We want healthcare reform. Call Speaker Nancy Pelosi and President Obama and Sen Reid and politely tell them that we want, we need and we voted you to get a HCR bill through.
Either
a) Put the senate bill through and do the fixes through reconciliation
b) Start afresh with the fixes after Sen Naked Scottie is seated , but use reconciliation.
But we want HCR. Yesterday's vote was not a referendum on whether to kill HCR or not. Sure Most MA voters are confused and sent a kill-the-bill-guy to DC but most Americans want HCR.
SO DO NOT KILL THE BILL.
DO NOT KILL THE BILL.
DO NOT KILL THE BILL.
We want HCR. We have fought and waited our asses off for this and we are not about to let it go for another generation.
Call the WH at 202-456-1111
CALL Speaker Nancy Pelosi at (202) 225-4965 and local office at (415)556-4862
CALL House Majority Leader Steny Hoyer at (202) 225-3130
CALL House Majority Whip James Clyburn at (202) 226-3210
CALL Senate Majority Leader Harry Reid at
Phone: 202-224-3542 / Fax: 202-224-7327
Toll Free for Nevadans: 1-866-SEN-REID (736-7343) -Restricted to calls originating from area codes 775 and 702
Write LTEs to your local newspapers on this issue.Lets coalesce on this most important issue of our lives.
We lost Ted Kennedy's seat. Let's not lose an issue he fought for all his life.
[in 1971], Nixon asked Congress to require for the first time that all companies provide a health plan for their employees, with federal subsidies for low-income workers. Nixon was particularly intrigued by a new idea called health maintenance organizations, which held the promise of providing high-quality care at lower prices by relying on salaried physicians to manage and coordinate patient care.

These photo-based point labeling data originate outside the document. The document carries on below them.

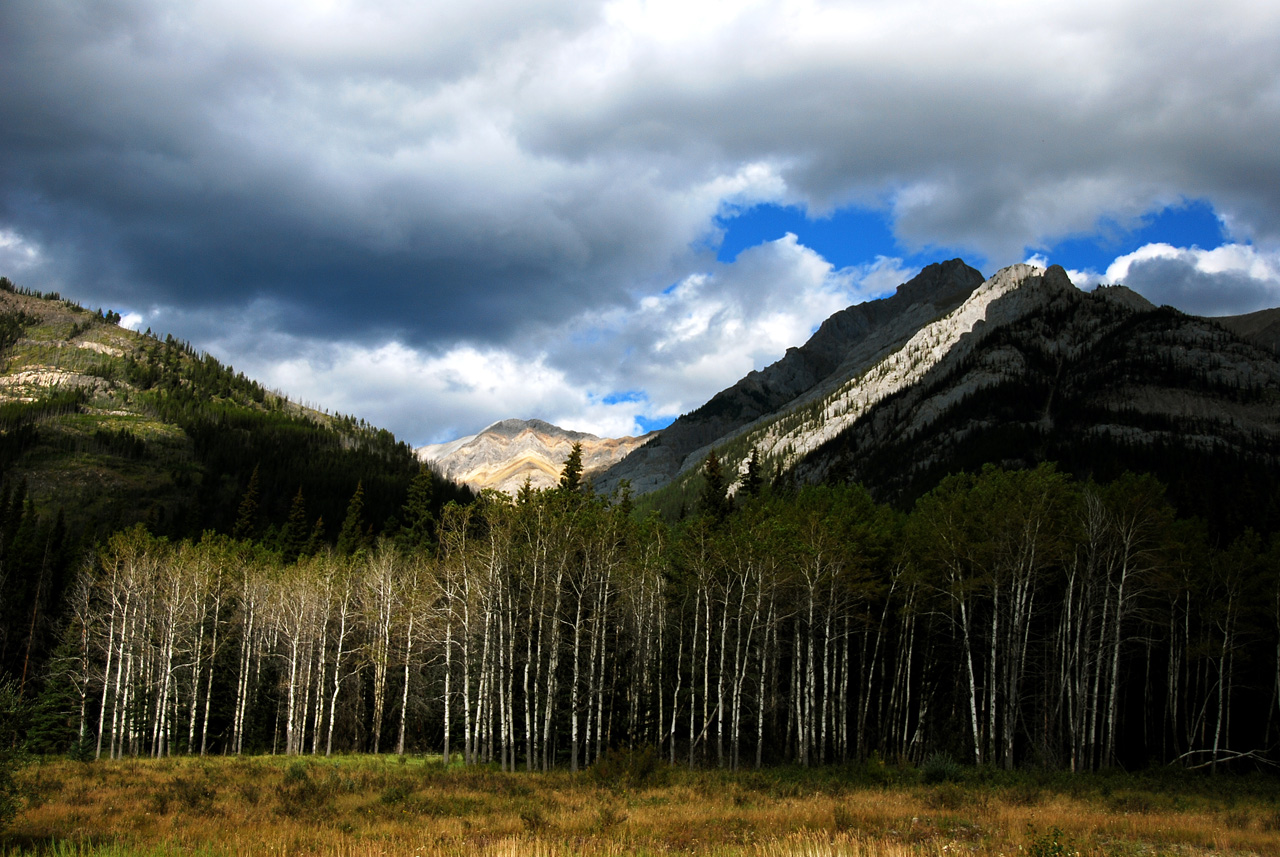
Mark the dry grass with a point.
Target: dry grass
(373, 806)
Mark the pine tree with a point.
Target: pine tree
(417, 531)
(293, 537)
(246, 517)
(315, 544)
(351, 537)
(13, 725)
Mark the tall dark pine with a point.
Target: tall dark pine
(247, 514)
(293, 537)
(417, 531)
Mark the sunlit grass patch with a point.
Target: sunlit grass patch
(362, 806)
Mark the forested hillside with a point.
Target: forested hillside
(1009, 618)
(103, 427)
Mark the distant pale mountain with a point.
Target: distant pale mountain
(508, 453)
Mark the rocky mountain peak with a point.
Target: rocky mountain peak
(510, 452)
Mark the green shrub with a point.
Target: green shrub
(629, 768)
(941, 768)
(13, 715)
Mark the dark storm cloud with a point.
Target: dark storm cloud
(1228, 280)
(499, 175)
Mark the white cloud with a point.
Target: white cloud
(17, 253)
(598, 371)
(524, 177)
(1230, 279)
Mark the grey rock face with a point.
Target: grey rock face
(845, 344)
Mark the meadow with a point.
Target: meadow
(364, 806)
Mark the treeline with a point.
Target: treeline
(1009, 618)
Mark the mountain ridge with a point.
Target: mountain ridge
(846, 340)
(508, 453)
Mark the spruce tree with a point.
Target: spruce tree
(351, 537)
(293, 537)
(417, 531)
(246, 517)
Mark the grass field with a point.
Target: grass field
(362, 806)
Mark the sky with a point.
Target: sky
(438, 215)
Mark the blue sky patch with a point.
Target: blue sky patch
(1193, 224)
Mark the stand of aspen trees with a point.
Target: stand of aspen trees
(1010, 618)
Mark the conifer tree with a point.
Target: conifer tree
(293, 537)
(417, 531)
(246, 517)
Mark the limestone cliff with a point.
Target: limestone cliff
(510, 452)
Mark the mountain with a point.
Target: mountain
(508, 453)
(845, 345)
(1029, 369)
(113, 427)
(1260, 328)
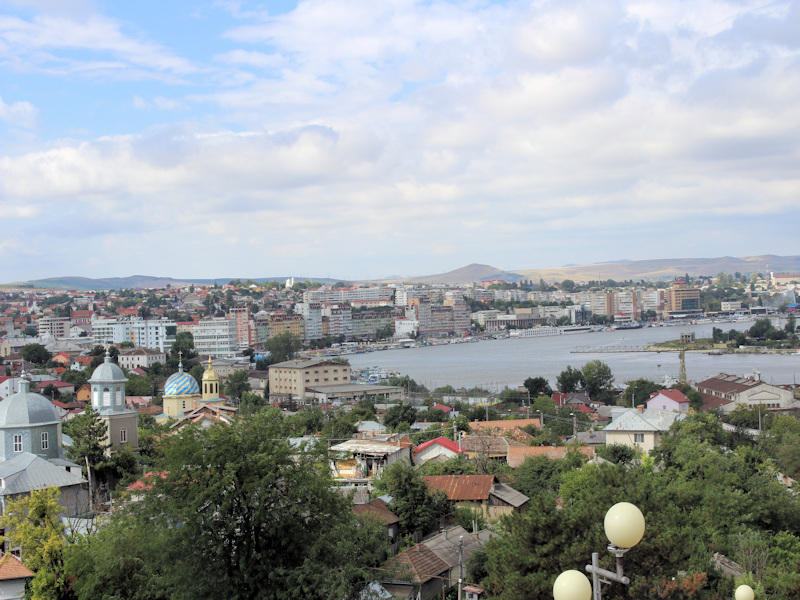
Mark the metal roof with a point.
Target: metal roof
(462, 487)
(26, 472)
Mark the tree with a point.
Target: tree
(237, 384)
(88, 433)
(597, 380)
(51, 391)
(538, 386)
(32, 522)
(35, 353)
(283, 347)
(400, 413)
(258, 518)
(138, 385)
(638, 392)
(415, 505)
(569, 380)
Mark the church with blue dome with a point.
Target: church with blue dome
(31, 451)
(182, 393)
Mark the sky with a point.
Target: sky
(362, 140)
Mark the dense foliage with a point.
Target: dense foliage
(698, 497)
(236, 515)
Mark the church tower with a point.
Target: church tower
(210, 384)
(108, 399)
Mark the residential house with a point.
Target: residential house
(365, 459)
(672, 400)
(636, 429)
(481, 493)
(726, 392)
(378, 509)
(14, 577)
(438, 450)
(429, 569)
(518, 454)
(488, 447)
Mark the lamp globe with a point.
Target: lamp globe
(572, 585)
(744, 592)
(624, 525)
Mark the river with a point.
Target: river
(495, 364)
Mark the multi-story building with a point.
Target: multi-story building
(339, 320)
(140, 358)
(348, 295)
(58, 327)
(291, 378)
(142, 333)
(681, 299)
(241, 316)
(653, 300)
(216, 338)
(461, 315)
(626, 306)
(602, 303)
(367, 323)
(312, 319)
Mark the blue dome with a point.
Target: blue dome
(180, 384)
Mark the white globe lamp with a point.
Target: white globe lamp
(744, 592)
(572, 585)
(624, 525)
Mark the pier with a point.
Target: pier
(610, 349)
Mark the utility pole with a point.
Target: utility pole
(460, 563)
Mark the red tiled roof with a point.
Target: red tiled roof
(676, 395)
(462, 487)
(12, 568)
(145, 483)
(442, 441)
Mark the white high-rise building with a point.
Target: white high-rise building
(142, 333)
(216, 338)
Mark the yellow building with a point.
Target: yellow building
(291, 378)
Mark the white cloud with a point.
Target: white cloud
(19, 114)
(537, 127)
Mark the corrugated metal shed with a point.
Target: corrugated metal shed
(462, 487)
(379, 509)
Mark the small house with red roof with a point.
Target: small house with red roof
(672, 400)
(439, 450)
(14, 576)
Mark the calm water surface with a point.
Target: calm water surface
(499, 363)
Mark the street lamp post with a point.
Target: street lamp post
(624, 526)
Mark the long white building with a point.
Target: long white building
(143, 333)
(216, 338)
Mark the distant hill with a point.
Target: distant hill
(473, 272)
(620, 270)
(665, 268)
(139, 281)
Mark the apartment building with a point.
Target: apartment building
(291, 378)
(348, 295)
(58, 327)
(312, 319)
(142, 333)
(216, 338)
(140, 358)
(681, 299)
(241, 317)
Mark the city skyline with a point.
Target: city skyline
(366, 141)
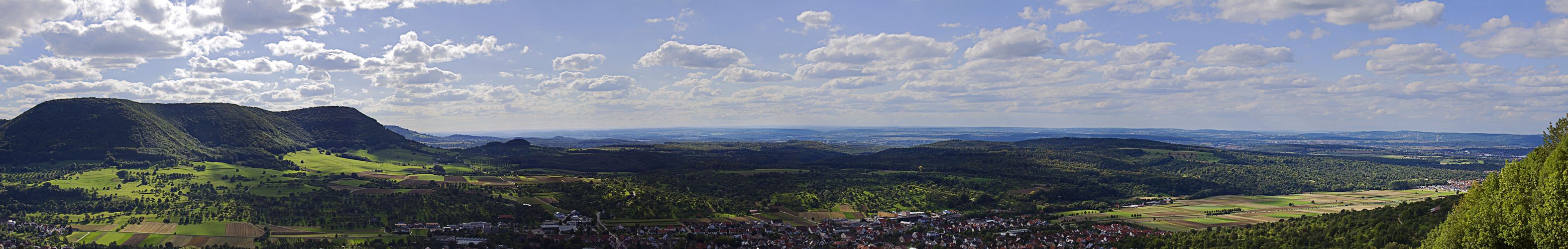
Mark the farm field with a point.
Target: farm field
(1188, 215)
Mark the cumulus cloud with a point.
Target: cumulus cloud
(1035, 14)
(253, 16)
(49, 69)
(391, 22)
(19, 16)
(411, 76)
(1147, 52)
(1120, 5)
(111, 40)
(1379, 14)
(1003, 74)
(1492, 25)
(1073, 27)
(205, 66)
(413, 51)
(678, 21)
(1412, 58)
(1018, 41)
(749, 76)
(1245, 55)
(1347, 54)
(1540, 41)
(579, 62)
(1089, 47)
(693, 57)
(874, 54)
(576, 82)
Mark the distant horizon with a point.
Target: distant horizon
(808, 127)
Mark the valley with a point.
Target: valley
(173, 181)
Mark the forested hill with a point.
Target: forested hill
(1525, 206)
(1111, 166)
(92, 129)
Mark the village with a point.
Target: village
(908, 229)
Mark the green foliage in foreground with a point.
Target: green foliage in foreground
(1390, 228)
(1525, 206)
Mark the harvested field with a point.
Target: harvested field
(421, 192)
(374, 192)
(491, 179)
(135, 240)
(96, 228)
(342, 187)
(1026, 190)
(236, 242)
(242, 229)
(289, 231)
(151, 228)
(197, 242)
(413, 182)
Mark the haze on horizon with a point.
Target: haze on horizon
(493, 65)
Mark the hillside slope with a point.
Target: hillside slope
(1523, 206)
(90, 129)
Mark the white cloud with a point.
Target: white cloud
(693, 57)
(1319, 33)
(1145, 52)
(1379, 14)
(413, 51)
(1412, 58)
(1542, 41)
(1542, 80)
(1120, 5)
(579, 62)
(1035, 14)
(1561, 7)
(876, 54)
(1347, 54)
(1018, 41)
(1089, 47)
(411, 76)
(253, 16)
(678, 21)
(1003, 74)
(570, 82)
(1072, 27)
(1245, 55)
(1492, 25)
(1380, 41)
(111, 40)
(391, 22)
(49, 69)
(749, 76)
(1230, 73)
(203, 66)
(19, 16)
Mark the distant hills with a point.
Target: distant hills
(905, 137)
(93, 129)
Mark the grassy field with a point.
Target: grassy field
(1255, 209)
(761, 171)
(216, 229)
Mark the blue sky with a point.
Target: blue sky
(490, 65)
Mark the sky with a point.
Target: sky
(513, 65)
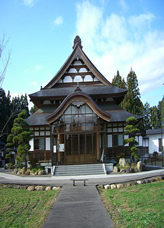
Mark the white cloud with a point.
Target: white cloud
(58, 21)
(34, 83)
(37, 67)
(30, 3)
(119, 43)
(123, 5)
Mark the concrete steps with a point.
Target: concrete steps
(79, 170)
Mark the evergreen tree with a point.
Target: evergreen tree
(9, 108)
(132, 102)
(19, 138)
(131, 130)
(155, 117)
(146, 116)
(33, 109)
(118, 81)
(161, 113)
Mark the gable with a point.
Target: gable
(78, 69)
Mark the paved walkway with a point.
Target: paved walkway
(78, 207)
(8, 178)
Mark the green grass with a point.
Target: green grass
(21, 208)
(136, 206)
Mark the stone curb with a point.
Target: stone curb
(130, 183)
(31, 187)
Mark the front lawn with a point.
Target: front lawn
(136, 206)
(21, 208)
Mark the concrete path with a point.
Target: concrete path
(78, 207)
(8, 178)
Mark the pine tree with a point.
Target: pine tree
(9, 108)
(118, 81)
(19, 139)
(161, 113)
(146, 116)
(131, 130)
(155, 117)
(132, 102)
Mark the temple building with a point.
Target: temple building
(79, 120)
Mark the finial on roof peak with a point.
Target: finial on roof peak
(77, 41)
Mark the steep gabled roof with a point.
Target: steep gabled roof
(77, 96)
(77, 54)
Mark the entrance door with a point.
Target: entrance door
(80, 148)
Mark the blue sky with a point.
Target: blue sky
(116, 35)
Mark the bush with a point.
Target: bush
(33, 163)
(118, 156)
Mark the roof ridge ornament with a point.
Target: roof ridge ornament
(78, 88)
(77, 41)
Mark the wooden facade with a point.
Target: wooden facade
(78, 120)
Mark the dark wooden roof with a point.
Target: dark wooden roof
(58, 92)
(78, 97)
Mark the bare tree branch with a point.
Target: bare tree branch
(3, 44)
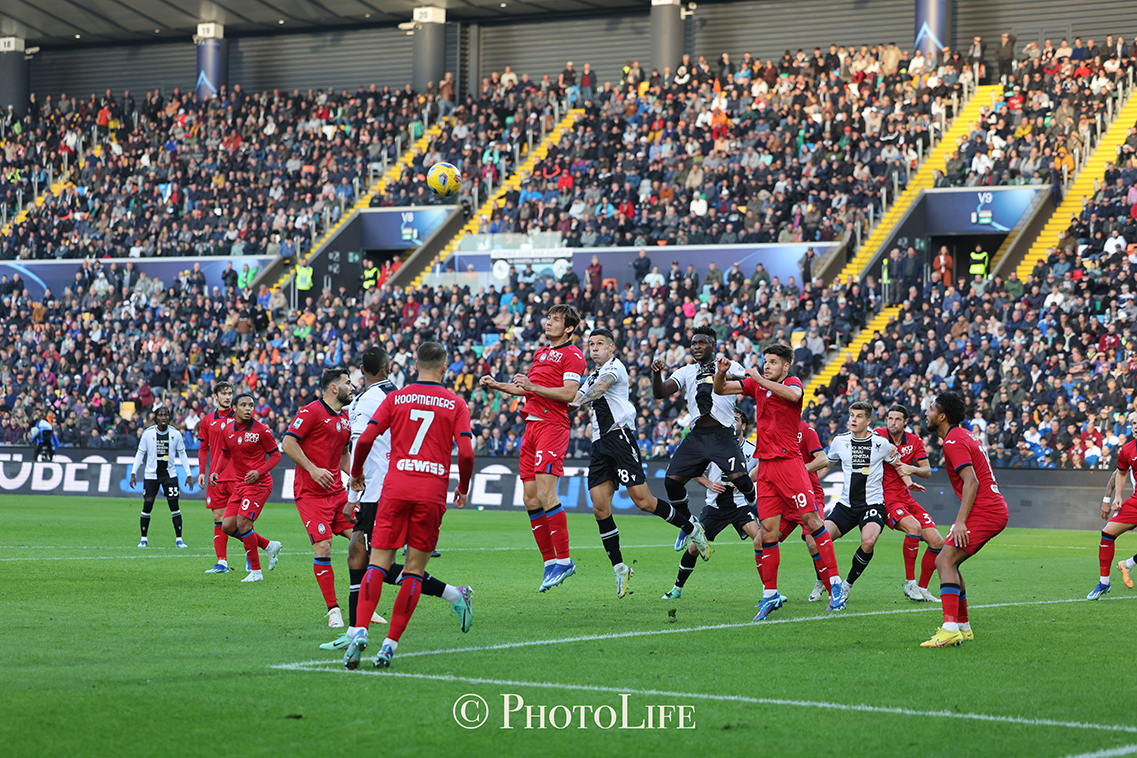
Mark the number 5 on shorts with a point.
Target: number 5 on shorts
(426, 417)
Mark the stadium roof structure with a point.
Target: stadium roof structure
(57, 23)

At first, Kennedy rejected Nixon’s proposal as nothing more than a bonanza for the insurance industry that would create a two-class system of health care in America. But after Nixon won reelection, Kennedy began a series of secret negotiations with the White House that almost led to a public agreement. In the end, Nixon backed out after receiving pressure from small-business owners and the American Medical Association. And Kennedy himself decided to back off after receiving heavy pressure from labor leaders, who urged him to hold out for a single-payer system once Democrats recaptured the White House in the wake of the Watergate scandal.